1. Palindrome Check (Dynamic Programming): The core idea is to precompute a boolean table f where f[i][j] is true if the substring s[i:j+1] is a palindrome, and false otherwise. This is done efficiently using dynamic programming. The base cases are single characters (which are always palindromes), and the recursive relation is: f[i][j] = (s[i] == s[j]) and f[i+1][j-1]. This means a substring is a palindrome if its first and last characters are the same, and the inner substring is also a palindrome.

2. Backtracking: After precomputing the f table, a backtracking function dfs explores all possible partitions. It starts at index 0 of the string. At each index i, it iterates through all possible ending indices j (such that j >= i). If f[i][j] is true (meaning s[i:j+1] is a palindrome), it adds this substring to the current partition (t), recursively calls dfs to explore partitions starting from j+1, and then backtracks by removing the substring from t. This ensures that all possible combinations are explored.

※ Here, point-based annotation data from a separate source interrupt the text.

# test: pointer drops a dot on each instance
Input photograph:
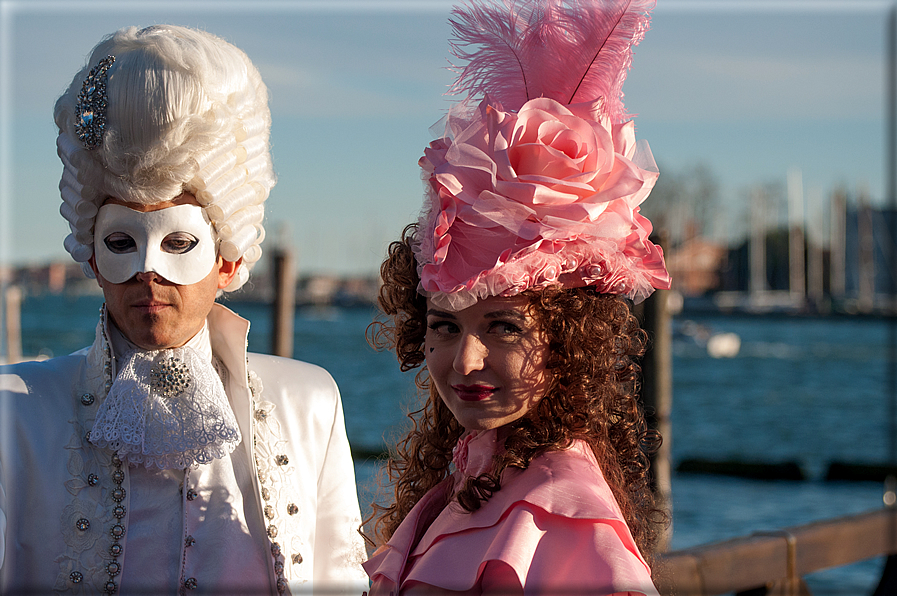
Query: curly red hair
(594, 344)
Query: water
(810, 391)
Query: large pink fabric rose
(545, 196)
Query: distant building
(695, 266)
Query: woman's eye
(119, 243)
(179, 243)
(505, 328)
(443, 327)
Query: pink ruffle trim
(554, 527)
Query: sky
(749, 89)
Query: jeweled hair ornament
(182, 110)
(538, 178)
(90, 111)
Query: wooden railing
(774, 563)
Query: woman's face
(487, 361)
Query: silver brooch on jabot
(90, 111)
(169, 376)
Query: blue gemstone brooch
(90, 111)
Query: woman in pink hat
(526, 470)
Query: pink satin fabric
(552, 528)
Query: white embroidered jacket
(282, 505)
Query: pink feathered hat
(538, 178)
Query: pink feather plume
(572, 51)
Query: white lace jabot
(166, 408)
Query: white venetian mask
(176, 243)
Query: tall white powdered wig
(159, 111)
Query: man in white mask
(164, 458)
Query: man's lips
(474, 392)
(150, 306)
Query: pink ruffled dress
(554, 528)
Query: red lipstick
(474, 392)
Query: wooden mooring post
(774, 563)
(12, 322)
(284, 305)
(657, 393)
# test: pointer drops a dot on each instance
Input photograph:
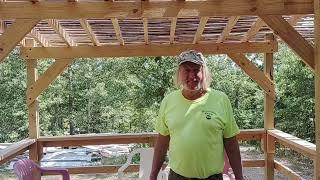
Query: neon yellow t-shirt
(196, 130)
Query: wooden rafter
(43, 81)
(294, 19)
(39, 38)
(258, 76)
(86, 26)
(253, 30)
(173, 29)
(289, 35)
(152, 9)
(117, 29)
(231, 23)
(202, 25)
(60, 31)
(260, 23)
(13, 35)
(146, 50)
(145, 30)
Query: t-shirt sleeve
(231, 127)
(161, 125)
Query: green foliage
(13, 111)
(122, 95)
(295, 92)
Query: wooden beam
(60, 31)
(14, 34)
(253, 30)
(202, 25)
(255, 74)
(101, 169)
(15, 149)
(302, 146)
(253, 163)
(251, 134)
(173, 29)
(78, 140)
(152, 9)
(226, 31)
(269, 148)
(260, 23)
(286, 171)
(86, 26)
(117, 30)
(146, 50)
(44, 81)
(2, 27)
(317, 86)
(33, 112)
(145, 30)
(289, 35)
(39, 38)
(294, 19)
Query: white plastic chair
(146, 156)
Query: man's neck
(193, 94)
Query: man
(197, 124)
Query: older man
(197, 123)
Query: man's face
(191, 75)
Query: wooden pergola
(65, 30)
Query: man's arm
(232, 149)
(160, 151)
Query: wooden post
(269, 143)
(33, 114)
(317, 85)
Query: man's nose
(192, 75)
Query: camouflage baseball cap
(191, 56)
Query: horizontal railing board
(302, 146)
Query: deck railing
(305, 148)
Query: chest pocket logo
(209, 114)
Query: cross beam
(151, 9)
(146, 50)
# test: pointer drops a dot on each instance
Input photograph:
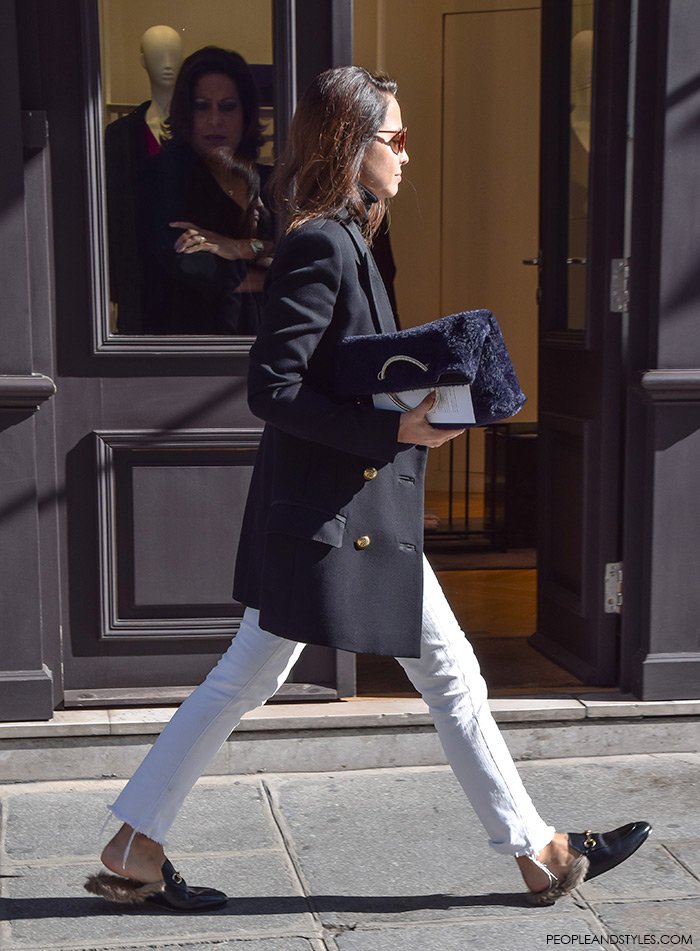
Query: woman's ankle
(133, 853)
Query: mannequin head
(161, 55)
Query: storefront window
(188, 147)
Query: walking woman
(331, 548)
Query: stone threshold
(352, 714)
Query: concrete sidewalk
(367, 860)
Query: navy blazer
(331, 544)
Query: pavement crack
(271, 797)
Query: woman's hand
(414, 427)
(195, 239)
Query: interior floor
(494, 599)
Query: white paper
(454, 405)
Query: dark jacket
(129, 183)
(332, 539)
(195, 293)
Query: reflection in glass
(579, 148)
(187, 154)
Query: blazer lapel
(382, 313)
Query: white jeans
(257, 663)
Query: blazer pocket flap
(304, 521)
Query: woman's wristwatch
(257, 247)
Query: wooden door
(583, 154)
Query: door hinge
(620, 285)
(613, 587)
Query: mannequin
(161, 57)
(131, 142)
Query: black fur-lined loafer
(171, 892)
(598, 852)
(605, 850)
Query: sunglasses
(397, 142)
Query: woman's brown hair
(203, 62)
(318, 175)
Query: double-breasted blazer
(331, 545)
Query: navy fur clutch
(464, 349)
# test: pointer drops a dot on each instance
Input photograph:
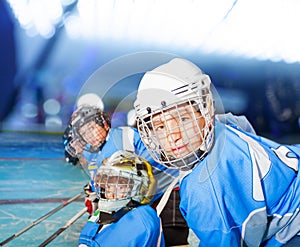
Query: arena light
(253, 28)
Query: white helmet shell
(169, 83)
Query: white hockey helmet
(176, 83)
(80, 117)
(121, 178)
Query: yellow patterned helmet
(121, 178)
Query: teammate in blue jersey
(125, 186)
(236, 188)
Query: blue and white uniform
(128, 138)
(138, 227)
(245, 192)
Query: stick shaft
(39, 220)
(66, 226)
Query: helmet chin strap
(107, 218)
(187, 162)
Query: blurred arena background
(49, 49)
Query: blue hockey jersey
(245, 192)
(128, 138)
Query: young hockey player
(238, 189)
(123, 138)
(125, 185)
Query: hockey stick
(63, 228)
(40, 219)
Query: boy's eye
(183, 119)
(158, 127)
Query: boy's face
(93, 133)
(178, 130)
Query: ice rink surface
(35, 179)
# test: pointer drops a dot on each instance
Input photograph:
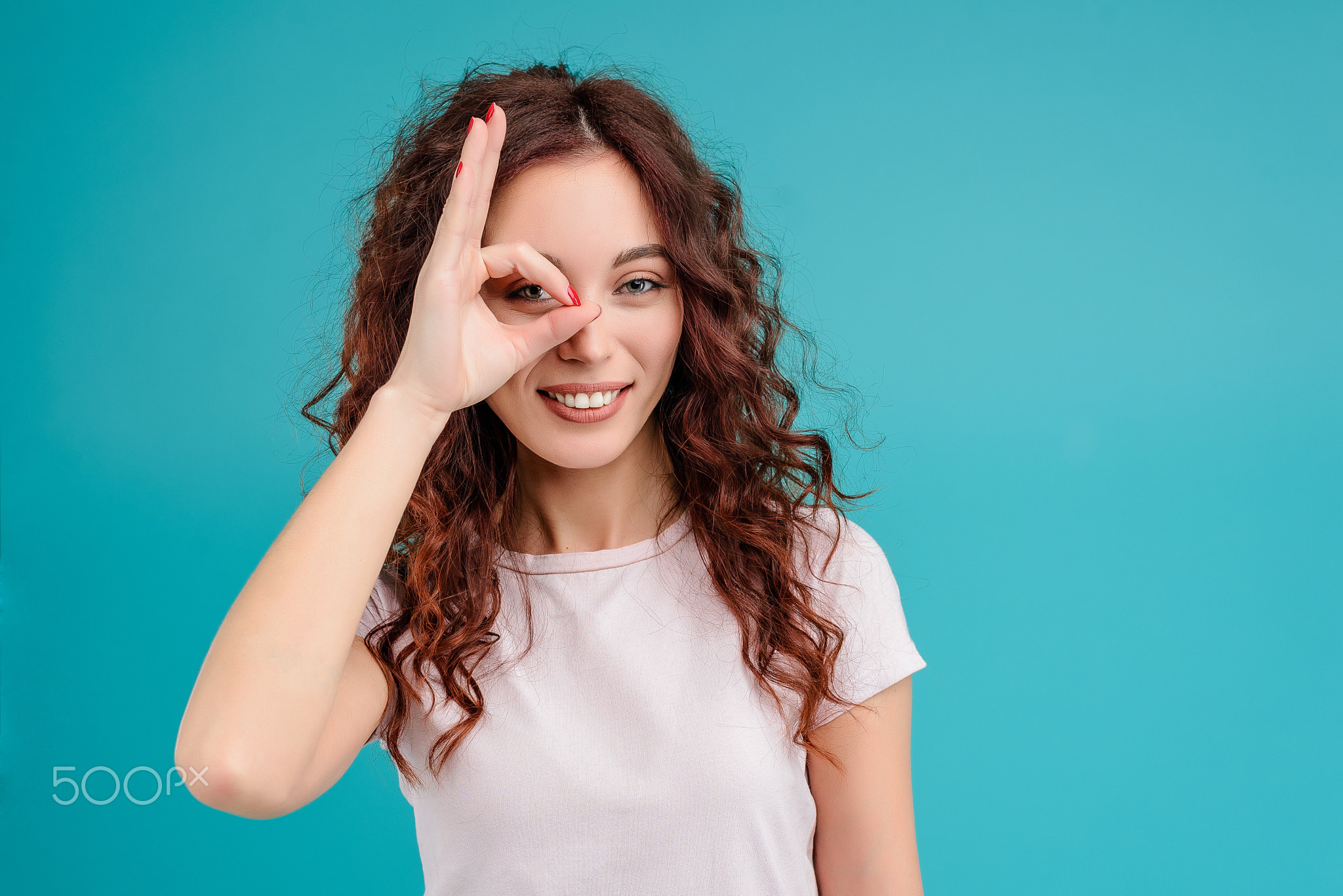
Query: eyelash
(517, 293)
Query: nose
(590, 345)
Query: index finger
(496, 125)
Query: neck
(562, 511)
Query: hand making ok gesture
(456, 351)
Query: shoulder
(837, 551)
(383, 604)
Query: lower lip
(586, 414)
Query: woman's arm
(288, 695)
(865, 815)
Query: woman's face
(583, 403)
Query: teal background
(1083, 257)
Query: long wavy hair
(747, 480)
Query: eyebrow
(649, 250)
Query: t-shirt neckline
(594, 560)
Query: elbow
(234, 781)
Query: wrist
(409, 410)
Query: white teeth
(586, 399)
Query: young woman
(621, 640)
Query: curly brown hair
(747, 480)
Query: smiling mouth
(584, 402)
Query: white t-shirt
(630, 751)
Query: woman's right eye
(531, 293)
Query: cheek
(654, 339)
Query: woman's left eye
(532, 293)
(641, 285)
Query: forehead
(574, 207)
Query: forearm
(266, 690)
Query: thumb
(552, 328)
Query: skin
(288, 693)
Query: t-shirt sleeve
(864, 601)
(380, 606)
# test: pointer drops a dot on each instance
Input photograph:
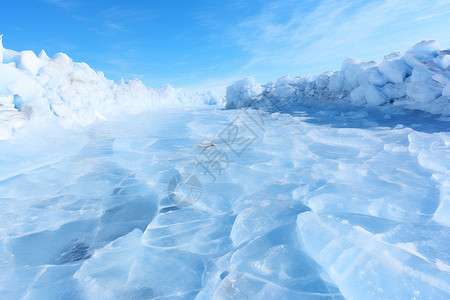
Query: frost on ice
(418, 79)
(343, 191)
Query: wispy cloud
(118, 19)
(311, 35)
(63, 4)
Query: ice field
(328, 187)
(321, 204)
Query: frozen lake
(228, 204)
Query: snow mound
(418, 79)
(39, 87)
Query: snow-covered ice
(341, 197)
(417, 79)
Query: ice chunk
(394, 70)
(242, 93)
(366, 266)
(29, 62)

Time and Space Complexity Analysis:

• Time Complexity: The dynamic programming part takes O(n²) time to fill the f table, where n is the length of the string. The backtracking part has a time complexity that's exponential in the worst case (e.g., string "aaaaaaaaa"), because it explores all possible partitions. However, it's bounded by the number of possible partitions, which is still exponential in the worst case. Overall, the dominant factor is the backtracking part, making the time complexity approximately O(2n) (exponential) in the worst case.

• Space Complexity: The dynamic programming part requires O(n²) space for the f table. The backtracking part uses the recursive call stack, whose depth is at most n. Additionally, the ans list to store the results can also grow to a size determined by the number of possible partitions (also exponential in the worst case). Thus the space complexity is O(n² + 2n), dominated by the space for storing all the partition results in the worst case.

Code Explanation (Python as example, other languages are similar):

class Solution:
    def partition(self, s: str) -> List[List[str]]:
        n = len(s)
        # DP table for palindrome checks
        f = [[True] * n for _ in range(n)]
        for i in range(n - 1, -1, -1):
            for j in range(i + 1, n):
                f[i][j] = s[i] == s[j] and f[i + 1][j - 1]
 
        ans = []  # List to store all partitions
        t = []     # Current partition
 
        def dfs(i):
            if i == n:
                ans.append(t[:])  # Add a copy of the current partition
                return
 
            for j in range(i, n):
                if f[i][j]:  # If substring is a palindrome
                    t.append(s[i : j + 1])  # Add to current partition
                    dfs(j + 1)              # Explore from next index
                    t.pop()                  # Backtrack: Remove the substring
 
        dfs(0)  # Start backtracking from index 0
        return ans
 

The code first performs dynamic programming to efficiently check for palindromes. Then the backtracking function dfs explores all combinations, adding palindromic substrings to the current partition and recursively calling itself until the end of the string is reached. Backtracking is used to explore other possibilities. The final list ans contains all possible palindrome partitions.